¿Acaso alguna vez la acumulación desmedida de poder ha tenido un final feliz? Casi nunca. Esa fiesta suele ser breve. La sensación de perennidad que produce la rumba absolutista engaña a los más inteligentes.
Ahí están los imperios caídos, los tiranos destripados y los millones de muertos en los cataclismos sociales en los que suelen devenir los secuestros de poder de diestras y de siniestras. Vestido de Hugo Boss, o de caqui con charretera, se termina de mala manera.
El intento de someter a los demás transita por similares y aberrantes caminos. El paisaje y la cultura matizan, pero son tonos de la misma melodía.
Detengámonos en dos ladrones de la democracia contemporáneos. Uno, en la extensa y gélida Unión Soviética; el otro, en la calidez del mediterráneo. Putin, con proclividad zarista, y Berlusconni intentando la orgía de los cesares. Il Cavaliere, un deprimente payaso de la ópera italiana, ha dominado su país por diecisiete años a través de un aparato político que controló los medios de comunicación y los poderes fácticos (la iglesia, el empresariado, las izquierdas y el bajo mundo, quienes se aprovecharon de sus concesiones y callaron), distorsionó los valores y la mentalidad de sus compatriotas.
Se hizo querer en sus excesos y vicios por toda una generación.
Degradó la política italiana hasta extremos inimaginables. La ineficiencia, la bajeza de sus delitos y los escándalos, esfumaron el hechizo dando al traste con el emperador. Quienes fueron sus cómplices tuvieron que esquivar el bulto y ayudaron a sentarlo en los tribunales. !Hasta tu, Brutus!

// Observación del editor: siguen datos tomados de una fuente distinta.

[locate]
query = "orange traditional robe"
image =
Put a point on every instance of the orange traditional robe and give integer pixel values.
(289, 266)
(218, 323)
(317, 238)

Putin, enmarcado en el zarismo, se hace filmar nadando por ríos helados, retozando con tigres, cabalgando con el torso desnudo y asistiendo a inauguraciones de monumentales edificaciones. En su haber: corrupción desenfrenada, eliminación física de adversarios, el control del capital, la censura, el desarrollo de mafias criminales, un presidente títere y su reelección programada para el próximo marzo.
Reina desde el 1999. Reclama la estabilidad y el progreso económico- que en números se limita a una poderosa clase de sus incondicionales- como justificación de sus excesos.
Los dos han envilecido a sus naciones sin atisbos de remordimiento, encantados de haberse conocidos. No dan señales de cansancio ni de querer hacerse a un lado. Van engrandecidos y pervertidos por el poder.
Pero, como no hay mal que dure cien años ni cuerpo que lo resista (refrán que olvidan emperadores, dictadores y aspirantes a serlos), ya los rusos comienzan a manifestarse abiertamente en contra del régimen, los votos comienzan a descender, los grupos opositores a crecer y la censura cede ante la internet, dando signos de que nuevamente los soviéticos tendrán que desangrarse para liberarse.
A todos le llega su Plaza Tahrir, su huida, su condena, o una muerte de barbarie, a lo Khadafi.
Sin embargo, obnubilados en las estratosferas del mando, con los bolsillos rellenos y sus cortes palaciegas, ignoran la historia. La vienen a recordar en el huidero, en la depresión, o en la cárcel.